Newly elected members of the 114th Congress walk away after posing for a photo on the steps of the Capitol on Nov. 18, 2014, in Washington. (Mark Wilson/Getty Images)

It’s incredibly annoying that politics is as complicated as it is. It would be nice to be able to apply broad formulas to past and upcoming elections to define American legislatures with simple mathematical formulas. Something like, “The president is viewed favorably by only 36 percent of the country, which translates into a shift of 10 points to the Democrats, which means a swing of 30 seats to the Democrats, not enough to gain the majority.”

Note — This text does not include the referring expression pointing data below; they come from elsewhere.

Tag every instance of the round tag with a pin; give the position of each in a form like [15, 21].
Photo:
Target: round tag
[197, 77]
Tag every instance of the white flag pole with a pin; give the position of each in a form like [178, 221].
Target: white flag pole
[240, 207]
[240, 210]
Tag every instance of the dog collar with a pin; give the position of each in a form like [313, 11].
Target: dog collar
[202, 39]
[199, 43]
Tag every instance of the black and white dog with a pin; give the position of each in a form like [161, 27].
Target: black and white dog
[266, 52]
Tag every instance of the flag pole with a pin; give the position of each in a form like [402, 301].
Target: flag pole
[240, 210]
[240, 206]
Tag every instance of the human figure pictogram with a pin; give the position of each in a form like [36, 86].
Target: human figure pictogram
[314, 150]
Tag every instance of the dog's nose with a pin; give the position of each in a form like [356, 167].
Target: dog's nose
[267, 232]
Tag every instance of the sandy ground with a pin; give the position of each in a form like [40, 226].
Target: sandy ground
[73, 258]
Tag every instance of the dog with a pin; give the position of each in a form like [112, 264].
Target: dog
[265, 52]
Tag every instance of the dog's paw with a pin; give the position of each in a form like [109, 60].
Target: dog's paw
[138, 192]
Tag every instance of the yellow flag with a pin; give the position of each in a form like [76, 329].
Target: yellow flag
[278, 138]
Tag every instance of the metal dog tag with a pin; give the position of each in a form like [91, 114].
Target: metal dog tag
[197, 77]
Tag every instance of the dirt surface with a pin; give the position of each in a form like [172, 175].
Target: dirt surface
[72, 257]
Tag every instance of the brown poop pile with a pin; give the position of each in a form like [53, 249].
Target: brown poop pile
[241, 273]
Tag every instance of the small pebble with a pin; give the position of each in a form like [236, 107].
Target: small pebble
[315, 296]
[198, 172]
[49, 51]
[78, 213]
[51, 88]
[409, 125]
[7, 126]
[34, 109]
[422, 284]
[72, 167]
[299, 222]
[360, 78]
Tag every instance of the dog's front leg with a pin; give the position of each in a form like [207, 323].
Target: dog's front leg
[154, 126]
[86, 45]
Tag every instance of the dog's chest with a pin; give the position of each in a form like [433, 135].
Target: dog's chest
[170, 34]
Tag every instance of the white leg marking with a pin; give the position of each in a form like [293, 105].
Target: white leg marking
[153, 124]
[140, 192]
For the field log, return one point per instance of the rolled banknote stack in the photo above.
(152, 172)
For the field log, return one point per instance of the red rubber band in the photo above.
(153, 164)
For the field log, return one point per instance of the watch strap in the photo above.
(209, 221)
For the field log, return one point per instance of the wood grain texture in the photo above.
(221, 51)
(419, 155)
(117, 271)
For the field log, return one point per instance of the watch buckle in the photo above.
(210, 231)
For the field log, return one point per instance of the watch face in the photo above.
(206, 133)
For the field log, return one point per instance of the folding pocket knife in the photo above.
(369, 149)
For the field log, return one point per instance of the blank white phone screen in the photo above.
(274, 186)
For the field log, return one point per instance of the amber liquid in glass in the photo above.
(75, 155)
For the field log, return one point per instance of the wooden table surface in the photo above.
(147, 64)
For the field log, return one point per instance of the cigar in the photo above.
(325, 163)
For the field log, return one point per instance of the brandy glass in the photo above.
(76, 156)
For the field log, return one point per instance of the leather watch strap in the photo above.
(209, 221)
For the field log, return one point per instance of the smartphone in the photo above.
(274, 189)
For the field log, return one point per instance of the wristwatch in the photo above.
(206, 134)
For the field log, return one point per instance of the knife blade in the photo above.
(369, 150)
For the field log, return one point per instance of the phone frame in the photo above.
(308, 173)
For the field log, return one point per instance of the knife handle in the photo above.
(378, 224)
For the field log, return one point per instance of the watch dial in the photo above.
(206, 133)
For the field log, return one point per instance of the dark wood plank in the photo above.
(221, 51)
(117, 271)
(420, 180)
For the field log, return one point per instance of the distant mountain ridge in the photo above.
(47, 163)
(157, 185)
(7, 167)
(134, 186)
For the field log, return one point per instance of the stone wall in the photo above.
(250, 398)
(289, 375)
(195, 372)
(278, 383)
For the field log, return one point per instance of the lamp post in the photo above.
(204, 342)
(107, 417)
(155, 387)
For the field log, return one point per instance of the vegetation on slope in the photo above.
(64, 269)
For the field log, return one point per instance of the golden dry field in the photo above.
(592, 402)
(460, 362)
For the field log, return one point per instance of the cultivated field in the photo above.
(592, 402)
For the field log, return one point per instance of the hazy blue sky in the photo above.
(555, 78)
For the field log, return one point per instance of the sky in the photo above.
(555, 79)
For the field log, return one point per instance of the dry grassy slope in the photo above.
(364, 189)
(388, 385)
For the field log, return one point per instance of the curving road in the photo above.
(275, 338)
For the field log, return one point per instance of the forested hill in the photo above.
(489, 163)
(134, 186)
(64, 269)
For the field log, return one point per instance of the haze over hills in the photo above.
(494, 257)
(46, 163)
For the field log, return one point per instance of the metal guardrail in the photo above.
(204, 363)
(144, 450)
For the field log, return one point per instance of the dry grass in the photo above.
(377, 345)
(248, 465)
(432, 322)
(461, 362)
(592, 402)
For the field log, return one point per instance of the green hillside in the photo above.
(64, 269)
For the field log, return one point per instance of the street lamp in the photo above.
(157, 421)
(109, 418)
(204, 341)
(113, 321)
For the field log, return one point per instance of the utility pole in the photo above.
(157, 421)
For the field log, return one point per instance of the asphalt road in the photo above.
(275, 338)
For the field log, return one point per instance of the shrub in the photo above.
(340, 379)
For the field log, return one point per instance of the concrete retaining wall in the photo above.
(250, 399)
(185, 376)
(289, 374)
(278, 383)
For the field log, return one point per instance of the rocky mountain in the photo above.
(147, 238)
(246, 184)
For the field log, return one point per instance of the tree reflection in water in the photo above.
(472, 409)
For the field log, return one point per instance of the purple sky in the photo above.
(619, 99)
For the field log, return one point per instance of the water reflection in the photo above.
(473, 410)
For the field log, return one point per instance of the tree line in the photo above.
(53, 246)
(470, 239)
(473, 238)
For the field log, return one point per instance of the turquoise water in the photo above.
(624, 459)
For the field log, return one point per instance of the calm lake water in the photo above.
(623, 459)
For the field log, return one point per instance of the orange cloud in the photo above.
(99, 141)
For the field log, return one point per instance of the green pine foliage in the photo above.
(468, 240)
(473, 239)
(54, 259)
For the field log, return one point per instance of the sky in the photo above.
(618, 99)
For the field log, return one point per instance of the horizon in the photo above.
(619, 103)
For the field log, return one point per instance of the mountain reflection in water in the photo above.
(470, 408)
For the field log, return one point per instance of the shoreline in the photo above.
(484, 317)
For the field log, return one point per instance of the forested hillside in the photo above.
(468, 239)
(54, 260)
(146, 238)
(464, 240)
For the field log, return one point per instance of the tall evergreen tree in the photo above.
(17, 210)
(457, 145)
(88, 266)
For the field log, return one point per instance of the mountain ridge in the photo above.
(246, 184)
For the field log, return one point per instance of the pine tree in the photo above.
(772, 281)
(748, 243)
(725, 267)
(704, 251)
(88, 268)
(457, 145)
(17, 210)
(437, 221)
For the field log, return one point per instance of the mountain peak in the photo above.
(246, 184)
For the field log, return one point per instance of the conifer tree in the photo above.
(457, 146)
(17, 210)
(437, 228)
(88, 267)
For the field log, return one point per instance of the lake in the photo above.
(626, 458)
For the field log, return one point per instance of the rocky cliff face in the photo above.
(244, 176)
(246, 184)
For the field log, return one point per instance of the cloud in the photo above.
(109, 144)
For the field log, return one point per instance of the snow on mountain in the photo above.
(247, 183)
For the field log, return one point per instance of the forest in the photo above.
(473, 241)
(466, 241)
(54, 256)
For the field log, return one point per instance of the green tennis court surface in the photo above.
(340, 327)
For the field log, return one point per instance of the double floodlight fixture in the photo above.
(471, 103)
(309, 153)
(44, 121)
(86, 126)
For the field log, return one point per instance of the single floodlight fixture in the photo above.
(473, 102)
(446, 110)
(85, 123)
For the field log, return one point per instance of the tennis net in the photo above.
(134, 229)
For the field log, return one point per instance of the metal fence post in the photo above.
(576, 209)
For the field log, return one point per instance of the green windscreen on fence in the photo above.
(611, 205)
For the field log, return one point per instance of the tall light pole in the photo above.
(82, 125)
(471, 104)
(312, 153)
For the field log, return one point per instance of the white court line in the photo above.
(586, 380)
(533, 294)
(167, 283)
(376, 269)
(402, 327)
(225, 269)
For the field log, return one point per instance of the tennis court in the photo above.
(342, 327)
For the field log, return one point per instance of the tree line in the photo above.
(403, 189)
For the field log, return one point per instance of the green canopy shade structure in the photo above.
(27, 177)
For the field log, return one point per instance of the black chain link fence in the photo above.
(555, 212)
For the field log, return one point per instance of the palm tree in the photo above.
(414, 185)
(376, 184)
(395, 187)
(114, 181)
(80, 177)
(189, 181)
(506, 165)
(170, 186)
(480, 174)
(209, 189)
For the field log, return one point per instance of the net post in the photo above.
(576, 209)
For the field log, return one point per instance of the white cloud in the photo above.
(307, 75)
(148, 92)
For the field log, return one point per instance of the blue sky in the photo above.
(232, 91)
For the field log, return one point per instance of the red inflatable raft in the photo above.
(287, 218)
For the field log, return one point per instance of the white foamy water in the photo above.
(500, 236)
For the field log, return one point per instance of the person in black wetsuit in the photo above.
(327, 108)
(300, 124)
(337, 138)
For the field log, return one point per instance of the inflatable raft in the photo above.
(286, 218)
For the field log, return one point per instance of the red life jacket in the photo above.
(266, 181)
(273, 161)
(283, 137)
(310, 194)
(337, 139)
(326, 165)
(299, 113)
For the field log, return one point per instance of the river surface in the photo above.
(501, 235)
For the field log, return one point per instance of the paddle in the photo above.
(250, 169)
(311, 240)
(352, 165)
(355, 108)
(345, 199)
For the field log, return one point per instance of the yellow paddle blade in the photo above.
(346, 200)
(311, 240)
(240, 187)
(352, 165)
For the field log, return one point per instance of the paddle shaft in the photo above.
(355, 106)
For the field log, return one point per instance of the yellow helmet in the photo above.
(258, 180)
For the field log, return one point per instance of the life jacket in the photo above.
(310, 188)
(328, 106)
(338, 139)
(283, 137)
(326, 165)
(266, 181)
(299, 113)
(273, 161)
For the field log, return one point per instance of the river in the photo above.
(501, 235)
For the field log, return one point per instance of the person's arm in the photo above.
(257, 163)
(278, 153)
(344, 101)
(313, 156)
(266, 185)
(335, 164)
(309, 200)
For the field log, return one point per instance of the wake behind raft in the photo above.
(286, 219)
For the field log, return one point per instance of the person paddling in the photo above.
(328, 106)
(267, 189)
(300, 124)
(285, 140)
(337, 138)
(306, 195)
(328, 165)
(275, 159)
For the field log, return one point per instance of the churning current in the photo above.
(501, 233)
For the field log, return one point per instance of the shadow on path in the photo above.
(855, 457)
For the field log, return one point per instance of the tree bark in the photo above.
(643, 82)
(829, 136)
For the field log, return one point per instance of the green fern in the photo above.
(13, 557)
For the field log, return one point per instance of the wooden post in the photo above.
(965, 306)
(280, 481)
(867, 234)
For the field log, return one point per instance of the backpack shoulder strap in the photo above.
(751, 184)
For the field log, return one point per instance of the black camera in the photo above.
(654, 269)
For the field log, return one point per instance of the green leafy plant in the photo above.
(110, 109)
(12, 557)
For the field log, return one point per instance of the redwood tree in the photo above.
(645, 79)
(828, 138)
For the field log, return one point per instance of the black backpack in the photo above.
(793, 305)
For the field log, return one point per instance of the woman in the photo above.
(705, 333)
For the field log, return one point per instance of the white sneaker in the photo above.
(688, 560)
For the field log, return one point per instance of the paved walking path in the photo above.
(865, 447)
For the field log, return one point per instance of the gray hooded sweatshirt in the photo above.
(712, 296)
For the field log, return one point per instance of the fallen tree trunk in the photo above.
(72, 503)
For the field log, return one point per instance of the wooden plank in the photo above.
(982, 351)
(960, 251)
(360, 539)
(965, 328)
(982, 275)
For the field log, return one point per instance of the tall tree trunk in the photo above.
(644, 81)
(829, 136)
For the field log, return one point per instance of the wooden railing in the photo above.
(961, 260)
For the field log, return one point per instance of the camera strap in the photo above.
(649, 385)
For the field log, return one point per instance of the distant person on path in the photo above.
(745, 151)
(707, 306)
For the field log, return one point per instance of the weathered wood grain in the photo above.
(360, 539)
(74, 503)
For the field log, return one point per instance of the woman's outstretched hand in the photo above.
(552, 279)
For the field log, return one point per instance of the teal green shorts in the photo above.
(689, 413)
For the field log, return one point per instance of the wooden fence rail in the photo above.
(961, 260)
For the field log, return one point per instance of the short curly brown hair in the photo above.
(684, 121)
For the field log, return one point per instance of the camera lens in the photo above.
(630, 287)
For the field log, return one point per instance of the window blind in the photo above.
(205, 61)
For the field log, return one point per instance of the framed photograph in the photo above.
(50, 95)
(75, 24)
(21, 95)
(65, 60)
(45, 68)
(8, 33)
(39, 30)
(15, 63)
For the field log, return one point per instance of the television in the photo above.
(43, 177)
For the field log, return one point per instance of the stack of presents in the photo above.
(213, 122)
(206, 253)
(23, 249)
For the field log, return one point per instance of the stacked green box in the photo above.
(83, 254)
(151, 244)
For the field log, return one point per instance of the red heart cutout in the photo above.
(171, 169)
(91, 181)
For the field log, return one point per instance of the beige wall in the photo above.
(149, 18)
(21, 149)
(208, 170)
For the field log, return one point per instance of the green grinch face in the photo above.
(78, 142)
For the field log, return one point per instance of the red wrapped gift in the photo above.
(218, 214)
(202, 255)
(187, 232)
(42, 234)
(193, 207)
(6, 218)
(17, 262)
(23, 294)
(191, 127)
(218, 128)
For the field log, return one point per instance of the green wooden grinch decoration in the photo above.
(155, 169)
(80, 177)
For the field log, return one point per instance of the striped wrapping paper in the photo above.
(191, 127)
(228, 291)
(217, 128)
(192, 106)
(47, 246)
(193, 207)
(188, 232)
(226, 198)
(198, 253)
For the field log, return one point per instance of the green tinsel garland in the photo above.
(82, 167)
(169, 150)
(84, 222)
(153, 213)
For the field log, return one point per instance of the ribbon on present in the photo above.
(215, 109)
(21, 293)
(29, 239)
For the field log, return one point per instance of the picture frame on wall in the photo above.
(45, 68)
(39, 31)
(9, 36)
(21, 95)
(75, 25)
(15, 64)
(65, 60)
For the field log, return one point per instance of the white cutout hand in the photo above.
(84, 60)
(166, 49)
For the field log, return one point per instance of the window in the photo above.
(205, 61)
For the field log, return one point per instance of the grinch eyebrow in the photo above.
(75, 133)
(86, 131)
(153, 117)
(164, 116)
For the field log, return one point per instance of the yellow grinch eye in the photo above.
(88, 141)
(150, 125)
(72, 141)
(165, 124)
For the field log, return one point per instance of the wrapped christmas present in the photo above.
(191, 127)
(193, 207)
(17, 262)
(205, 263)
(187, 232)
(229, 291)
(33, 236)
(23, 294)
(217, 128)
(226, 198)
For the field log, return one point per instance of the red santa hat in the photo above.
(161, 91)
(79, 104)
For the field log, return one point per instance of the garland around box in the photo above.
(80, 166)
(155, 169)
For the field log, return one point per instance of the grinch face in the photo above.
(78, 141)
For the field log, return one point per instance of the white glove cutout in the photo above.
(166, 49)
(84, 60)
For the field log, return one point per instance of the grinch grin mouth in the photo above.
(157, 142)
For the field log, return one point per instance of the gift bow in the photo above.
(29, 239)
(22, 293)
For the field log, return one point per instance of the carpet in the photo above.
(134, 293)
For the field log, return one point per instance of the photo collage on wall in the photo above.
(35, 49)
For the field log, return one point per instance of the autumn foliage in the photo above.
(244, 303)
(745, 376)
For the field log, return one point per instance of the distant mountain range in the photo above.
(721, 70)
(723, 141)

We sort of do things like that all the time, of course, since there is a correlation between presidential approval ratings and House results (albeit closer to Election Day) and the generic ballot — that is, the national opinion on who people would rather see control the House — does bear some relationship to how the vote will turn out. But those relationships are loose and imprecise, given that control of the House is a function of 435 different elections featuring hundreds of different people in hundreds of different places. The throughline is dotted.

But to — I’m not sure what word I’m allowed to use here, so — heck with it. We went ahead and made a tool that simply lets you see how the House would shift if there were a universal shift in every seat from the 2016 House results. (We’ve set aside the 29 uncontested races from last year, 15 of which were won by Republicans, though we’ve added them to the tallies.)

We’ve preloaded some scenarios. They include the results of the four close House special elections this year, races won by the Republicans in each case, but by margins lower than the party won the seats in 2016. (This shift is in part a function of the incumbents from those seats getting tapped to work in the Trump administration, meaning that voters were becoming acquainted with a new Republican candidate, but we’re ignoring all such nuances, right? Right.)


So without further ado: our tool, allowing you to control the House of Representatives like a god controlling a small village. Want to lay waste to the body with a tsunami of Republican votes? Go for it. Want to crank the Democrats up to 100? All yours.

In this deeply partisan moment, what could be more cathartic than the illusion that changing one simple thing would reshape American politics in one direction or the other?

Reality, annoyingly enough, is not so simple.